Programmable RNA pseudouridylation has emerged as a new type of RNA base editor to suppress premature termination codons (PTCs) that can lead to truncated and nonfunctional proteins. However, current methods to correct disease-associated PTCs suffer from low efficiency and limited precision. Here we develop RESTART v3, which uses near-cognate tRNAs to improve the readthrough efficiency of pseudouridine-modified PTCs. We show an average of ~5-fold (range: 2.1- to 9.5-fold) higher editing efficiency than RESTART v2 in cultured cells and achieve functional PTC readthrough in disease cell models of cystic fibrosis and Hurler syndrome. Furthermore, RESTART v3 enables accurate incorporation of the original amino acid for nearly half of the PTC sites, considering the naturally occurring frequencies of sense-to-nonsense codons, without affecting normal termination codons. Although off-target sites were detected, we did not observe changes to the coding information or the expression level of transcripts, and the overall natural tRNA abundance remained constant.

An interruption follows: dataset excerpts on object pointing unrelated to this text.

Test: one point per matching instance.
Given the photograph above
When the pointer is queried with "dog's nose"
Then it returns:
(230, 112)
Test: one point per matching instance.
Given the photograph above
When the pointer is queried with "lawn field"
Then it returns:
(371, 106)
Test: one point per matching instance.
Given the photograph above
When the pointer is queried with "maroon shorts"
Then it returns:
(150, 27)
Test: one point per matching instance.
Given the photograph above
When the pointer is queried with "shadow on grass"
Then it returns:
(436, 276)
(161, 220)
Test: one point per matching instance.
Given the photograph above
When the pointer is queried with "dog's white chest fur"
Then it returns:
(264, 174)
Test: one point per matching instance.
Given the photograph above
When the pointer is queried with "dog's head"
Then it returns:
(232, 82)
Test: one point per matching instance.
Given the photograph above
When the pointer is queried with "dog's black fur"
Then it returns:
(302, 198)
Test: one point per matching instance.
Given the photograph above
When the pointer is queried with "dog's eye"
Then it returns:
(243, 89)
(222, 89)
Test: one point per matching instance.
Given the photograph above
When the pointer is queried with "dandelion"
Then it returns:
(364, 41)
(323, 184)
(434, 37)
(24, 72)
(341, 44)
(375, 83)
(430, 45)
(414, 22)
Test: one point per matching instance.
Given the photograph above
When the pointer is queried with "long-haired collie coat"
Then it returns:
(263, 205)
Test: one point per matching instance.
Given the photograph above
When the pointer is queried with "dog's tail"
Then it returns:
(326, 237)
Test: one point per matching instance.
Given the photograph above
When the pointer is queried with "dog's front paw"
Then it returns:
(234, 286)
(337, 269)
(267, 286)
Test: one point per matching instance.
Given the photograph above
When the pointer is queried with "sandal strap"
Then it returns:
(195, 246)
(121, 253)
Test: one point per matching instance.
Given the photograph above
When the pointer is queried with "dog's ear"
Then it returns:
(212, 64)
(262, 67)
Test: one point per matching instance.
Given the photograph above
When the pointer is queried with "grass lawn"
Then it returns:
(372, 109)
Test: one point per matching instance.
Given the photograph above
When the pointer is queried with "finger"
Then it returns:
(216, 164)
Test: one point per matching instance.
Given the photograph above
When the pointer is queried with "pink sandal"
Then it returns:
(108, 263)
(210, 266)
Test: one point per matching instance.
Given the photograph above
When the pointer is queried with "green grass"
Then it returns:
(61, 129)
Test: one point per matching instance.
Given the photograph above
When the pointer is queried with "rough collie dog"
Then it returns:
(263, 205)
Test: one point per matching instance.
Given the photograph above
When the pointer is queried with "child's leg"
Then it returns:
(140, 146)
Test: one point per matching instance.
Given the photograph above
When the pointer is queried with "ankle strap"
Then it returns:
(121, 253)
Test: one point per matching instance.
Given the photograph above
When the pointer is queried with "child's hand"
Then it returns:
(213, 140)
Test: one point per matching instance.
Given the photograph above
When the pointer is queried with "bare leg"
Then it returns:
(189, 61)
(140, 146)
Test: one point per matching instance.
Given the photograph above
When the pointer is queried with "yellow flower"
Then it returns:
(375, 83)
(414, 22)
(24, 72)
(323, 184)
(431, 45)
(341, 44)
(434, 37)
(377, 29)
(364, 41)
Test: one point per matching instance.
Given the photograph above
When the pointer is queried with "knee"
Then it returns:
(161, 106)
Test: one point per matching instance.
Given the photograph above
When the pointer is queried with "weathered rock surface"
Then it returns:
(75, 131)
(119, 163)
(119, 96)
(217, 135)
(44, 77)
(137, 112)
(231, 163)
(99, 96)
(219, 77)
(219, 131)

可编程 RNA 假尿苷化已成为一种新型 RNA 碱基编辑器，用于抑制可能导致截短和无功能蛋白质的过早终止密码子 (PTC)。然而，目前纠正疾病相关 PTC 的方法效率低且精度有限。在这里，我们开发了 RESTART v3，它使用近同源 tRNA 来提高假尿苷修饰 PTC 的通读效率。我们在培养细胞中显示出比 RESTART v2 平均高约 5 倍（范围：2.1 至 9.5 倍）的编辑效率，并在囊性纤维化和 Hurler 综合征的疾病细胞模型中实现了功能性 PTC 通读。此外，考虑到有义密码子到无义密码子的自然发生频率，RESTART v3 能够准确掺入近一半 PTC 位点的原始氨基酸，而不影响正常终止密码子。尽管检测到脱靶位点，但我们没有观察到编码信息或转录本表达水平的变化，并且总体天然 tRNA 丰度保持不变。